The other young man, the one with the well-maintained ancient watch, the practical shoes, and the precise methodology, he’d never have lost control in that manner. Had he wanted to kill those people, he’d have gone in with a plan and carried it out with great efficiency. And possibly still have walked out having forgotten to take care of the cameras.

I was, I will admit it, intrigued.

Not that my curiosity was a matter of concern. I would have had to track him down whether or not I was keen to know just how and why he’d come to be there.

He had Lady Chizu’s drive.

Inevitably, I must find him. And take it. And do all that she had asked of me.

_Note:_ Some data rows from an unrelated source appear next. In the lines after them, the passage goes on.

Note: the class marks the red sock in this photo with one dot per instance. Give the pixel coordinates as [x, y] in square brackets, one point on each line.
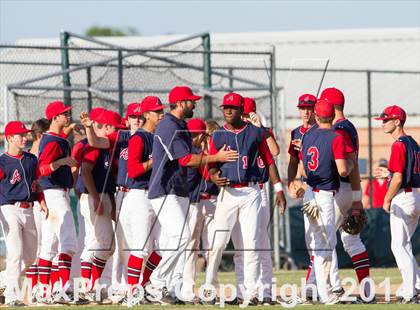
[64, 268]
[32, 274]
[98, 266]
[308, 274]
[55, 276]
[151, 264]
[44, 271]
[86, 269]
[361, 265]
[134, 269]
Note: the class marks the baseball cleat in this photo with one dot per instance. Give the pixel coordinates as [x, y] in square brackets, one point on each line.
[412, 300]
[15, 303]
[340, 292]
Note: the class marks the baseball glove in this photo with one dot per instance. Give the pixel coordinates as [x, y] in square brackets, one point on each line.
[311, 209]
[355, 222]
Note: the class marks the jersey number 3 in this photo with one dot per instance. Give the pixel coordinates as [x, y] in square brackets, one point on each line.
[313, 154]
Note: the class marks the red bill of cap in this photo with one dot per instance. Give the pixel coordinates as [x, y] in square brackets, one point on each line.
[324, 108]
[96, 113]
[182, 93]
[196, 125]
[391, 112]
[133, 109]
[249, 105]
[14, 128]
[55, 108]
[306, 100]
[333, 95]
[151, 103]
[233, 100]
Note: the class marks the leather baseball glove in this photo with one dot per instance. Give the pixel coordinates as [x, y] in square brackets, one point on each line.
[355, 222]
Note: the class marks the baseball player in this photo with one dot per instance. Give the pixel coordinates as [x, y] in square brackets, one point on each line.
[349, 198]
[97, 186]
[167, 191]
[59, 230]
[323, 153]
[117, 142]
[240, 198]
[402, 199]
[137, 215]
[266, 264]
[197, 184]
[18, 191]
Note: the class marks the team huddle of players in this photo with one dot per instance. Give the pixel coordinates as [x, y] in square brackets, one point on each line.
[155, 189]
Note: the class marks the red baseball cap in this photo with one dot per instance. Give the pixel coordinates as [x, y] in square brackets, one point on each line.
[55, 108]
[333, 95]
[196, 125]
[324, 108]
[110, 118]
[182, 93]
[249, 105]
[391, 112]
[151, 103]
[133, 109]
[96, 113]
[233, 100]
[306, 100]
[14, 128]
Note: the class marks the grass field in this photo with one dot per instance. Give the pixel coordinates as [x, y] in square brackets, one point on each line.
[294, 277]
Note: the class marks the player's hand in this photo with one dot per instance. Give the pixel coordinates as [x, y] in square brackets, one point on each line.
[97, 205]
[85, 120]
[387, 206]
[281, 202]
[68, 161]
[357, 205]
[43, 208]
[297, 144]
[255, 119]
[296, 189]
[225, 156]
[381, 173]
[218, 180]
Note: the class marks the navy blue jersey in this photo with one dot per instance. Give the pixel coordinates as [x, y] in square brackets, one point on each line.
[142, 182]
[172, 141]
[121, 150]
[246, 142]
[347, 126]
[18, 182]
[62, 177]
[319, 157]
[101, 172]
[194, 179]
[411, 174]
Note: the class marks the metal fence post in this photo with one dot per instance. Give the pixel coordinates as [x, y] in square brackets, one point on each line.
[208, 111]
[120, 84]
[274, 124]
[65, 65]
[89, 84]
[370, 136]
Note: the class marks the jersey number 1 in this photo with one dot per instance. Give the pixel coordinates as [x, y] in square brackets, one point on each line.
[313, 153]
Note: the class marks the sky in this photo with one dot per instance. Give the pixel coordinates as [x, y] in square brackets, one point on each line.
[45, 19]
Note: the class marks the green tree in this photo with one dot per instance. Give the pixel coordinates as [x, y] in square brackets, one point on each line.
[104, 31]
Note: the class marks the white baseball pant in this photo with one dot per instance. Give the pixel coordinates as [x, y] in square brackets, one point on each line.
[58, 230]
[99, 230]
[405, 214]
[322, 234]
[172, 215]
[263, 245]
[236, 205]
[20, 235]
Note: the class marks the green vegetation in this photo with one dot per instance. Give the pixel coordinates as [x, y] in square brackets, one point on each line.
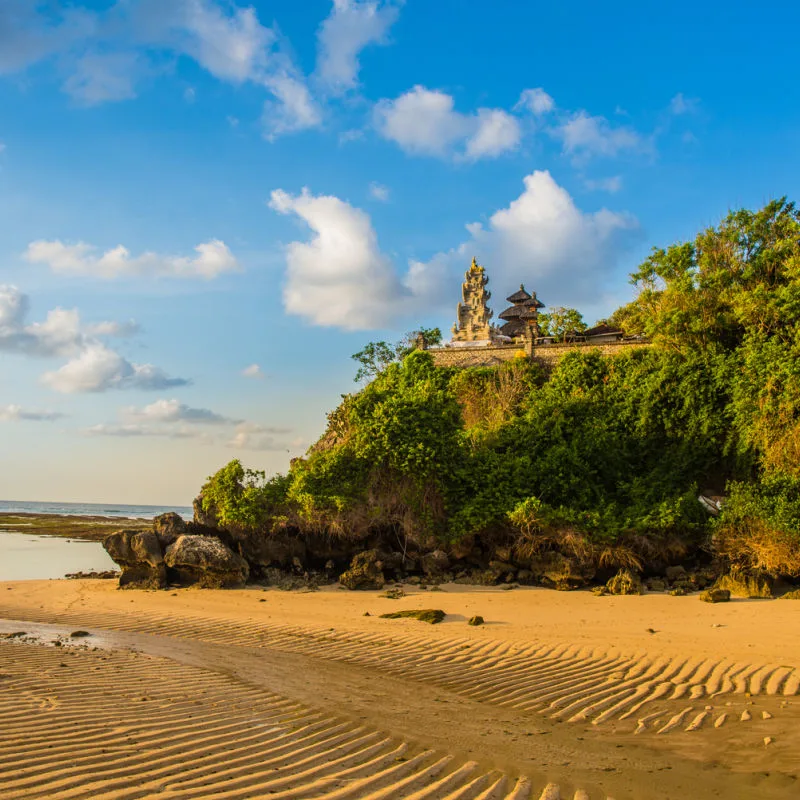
[603, 461]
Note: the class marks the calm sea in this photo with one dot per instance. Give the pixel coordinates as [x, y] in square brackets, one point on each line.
[92, 509]
[25, 556]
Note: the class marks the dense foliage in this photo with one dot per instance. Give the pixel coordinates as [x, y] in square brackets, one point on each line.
[608, 452]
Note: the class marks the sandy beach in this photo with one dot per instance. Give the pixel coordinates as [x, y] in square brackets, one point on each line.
[262, 693]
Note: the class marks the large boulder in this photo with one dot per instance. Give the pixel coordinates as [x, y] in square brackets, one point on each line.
[366, 572]
[206, 561]
[168, 527]
[743, 584]
[139, 554]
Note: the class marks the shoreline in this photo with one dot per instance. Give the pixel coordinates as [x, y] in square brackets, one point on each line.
[561, 688]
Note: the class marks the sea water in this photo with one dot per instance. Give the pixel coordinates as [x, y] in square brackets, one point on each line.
[26, 556]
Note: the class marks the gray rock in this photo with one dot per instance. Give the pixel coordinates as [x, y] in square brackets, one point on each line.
[139, 555]
[206, 561]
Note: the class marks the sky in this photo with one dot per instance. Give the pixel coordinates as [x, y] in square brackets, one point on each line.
[207, 206]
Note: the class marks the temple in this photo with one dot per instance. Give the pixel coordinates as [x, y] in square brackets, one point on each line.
[472, 314]
[522, 317]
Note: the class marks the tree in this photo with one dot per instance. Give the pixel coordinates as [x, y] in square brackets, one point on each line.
[376, 356]
[560, 322]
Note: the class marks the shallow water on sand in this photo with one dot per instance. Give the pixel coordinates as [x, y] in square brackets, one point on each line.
[27, 557]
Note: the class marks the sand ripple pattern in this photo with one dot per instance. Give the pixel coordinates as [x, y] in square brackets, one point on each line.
[561, 681]
[157, 729]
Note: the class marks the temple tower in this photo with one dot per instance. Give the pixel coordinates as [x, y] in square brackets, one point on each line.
[472, 314]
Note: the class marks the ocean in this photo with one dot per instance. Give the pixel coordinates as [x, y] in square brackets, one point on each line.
[120, 510]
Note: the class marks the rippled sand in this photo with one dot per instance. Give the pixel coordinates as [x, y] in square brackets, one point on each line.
[252, 694]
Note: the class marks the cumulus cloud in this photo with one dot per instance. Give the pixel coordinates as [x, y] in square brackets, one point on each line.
[172, 419]
[14, 413]
[213, 259]
[340, 277]
[92, 365]
[379, 192]
[680, 104]
[251, 436]
[537, 101]
[97, 368]
[253, 371]
[541, 239]
[351, 26]
[174, 411]
[583, 136]
[105, 77]
[424, 122]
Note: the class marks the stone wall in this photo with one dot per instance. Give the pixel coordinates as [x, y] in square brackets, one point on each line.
[548, 355]
[475, 356]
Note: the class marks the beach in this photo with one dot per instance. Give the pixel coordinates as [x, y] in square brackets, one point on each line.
[259, 692]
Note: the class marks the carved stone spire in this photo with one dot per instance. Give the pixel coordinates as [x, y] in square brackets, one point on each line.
[473, 315]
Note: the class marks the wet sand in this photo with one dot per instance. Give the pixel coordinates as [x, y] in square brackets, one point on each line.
[253, 693]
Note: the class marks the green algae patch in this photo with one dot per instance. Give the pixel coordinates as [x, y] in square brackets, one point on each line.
[430, 615]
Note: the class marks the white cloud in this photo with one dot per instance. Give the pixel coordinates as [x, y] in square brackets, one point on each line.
[105, 77]
[14, 413]
[680, 104]
[537, 101]
[133, 430]
[541, 239]
[31, 31]
[339, 277]
[497, 132]
[213, 258]
[379, 192]
[584, 136]
[611, 185]
[97, 368]
[253, 371]
[424, 122]
[167, 411]
[350, 27]
[251, 436]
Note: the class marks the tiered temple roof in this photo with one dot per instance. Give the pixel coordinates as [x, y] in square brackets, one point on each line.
[522, 314]
[472, 314]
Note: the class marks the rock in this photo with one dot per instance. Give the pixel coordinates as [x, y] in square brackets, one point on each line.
[206, 561]
[558, 571]
[715, 596]
[168, 527]
[625, 582]
[430, 615]
[365, 572]
[139, 555]
[675, 573]
[435, 563]
[741, 584]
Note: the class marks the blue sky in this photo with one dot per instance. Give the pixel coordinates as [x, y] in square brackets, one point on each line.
[207, 206]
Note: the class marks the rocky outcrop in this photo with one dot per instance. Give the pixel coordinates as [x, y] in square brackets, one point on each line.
[625, 582]
[560, 572]
[742, 584]
[715, 596]
[205, 561]
[366, 572]
[140, 556]
[168, 527]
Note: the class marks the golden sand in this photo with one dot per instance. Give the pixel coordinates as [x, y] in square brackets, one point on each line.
[251, 693]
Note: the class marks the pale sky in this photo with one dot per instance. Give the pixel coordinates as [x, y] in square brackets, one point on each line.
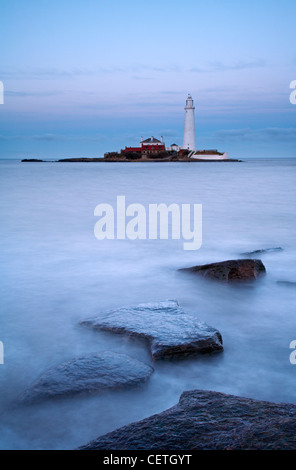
[85, 77]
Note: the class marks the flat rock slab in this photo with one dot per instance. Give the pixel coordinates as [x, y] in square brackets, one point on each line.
[170, 331]
[94, 373]
[231, 270]
[204, 420]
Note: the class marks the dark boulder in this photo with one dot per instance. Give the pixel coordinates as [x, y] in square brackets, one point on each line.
[170, 331]
[90, 374]
[231, 270]
[204, 420]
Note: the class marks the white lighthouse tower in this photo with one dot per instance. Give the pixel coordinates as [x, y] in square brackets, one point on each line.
[189, 125]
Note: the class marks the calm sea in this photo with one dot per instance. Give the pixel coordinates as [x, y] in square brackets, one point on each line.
[54, 273]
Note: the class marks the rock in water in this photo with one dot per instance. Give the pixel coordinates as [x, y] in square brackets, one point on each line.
[170, 331]
[94, 373]
[262, 251]
[204, 420]
[231, 270]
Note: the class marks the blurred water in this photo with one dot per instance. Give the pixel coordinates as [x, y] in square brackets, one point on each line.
[54, 273]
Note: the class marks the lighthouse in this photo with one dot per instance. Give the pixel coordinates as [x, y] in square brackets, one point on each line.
[189, 125]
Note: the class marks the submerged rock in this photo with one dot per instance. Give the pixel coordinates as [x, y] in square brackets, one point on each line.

Sitting in my Cadillac, spending another late evening in traffic, some hours after the dear French pilot had touched down on the Thousand Storks pad in Century City and reminded me that I had his number, as if I had forgotten, I found a section of the recording where the cop’s face was turned almost directly to one of the cameras. I froze it, grabbed the frame, saved it as “Young Faust,” connected via Bluetooth to the Canon Pixma in the glove box, and printed several copies. Then I left-clicked the touchpad button on my Toughbook and skipped back on the recording, watching Young Faust depart backward, and the killer enter similarly, and, would that it were so easy, watched the dead jump joyously to life, expelling bullets from their bodies in sheer relief that it had all been a bad dream. Or so I chose to reimagine the scene.

I froze the picture and considered the killer. I would need no assistance from business associates who owed me favors to identify this face and give it a name. I owned a TV, after all.

Parsifal K. Afronzo Jr. Cager to his friends. Freshly minted mass murderer.

The policeman, dirty to whatever degree, would likely be seeking him, or vice versa. So then must I.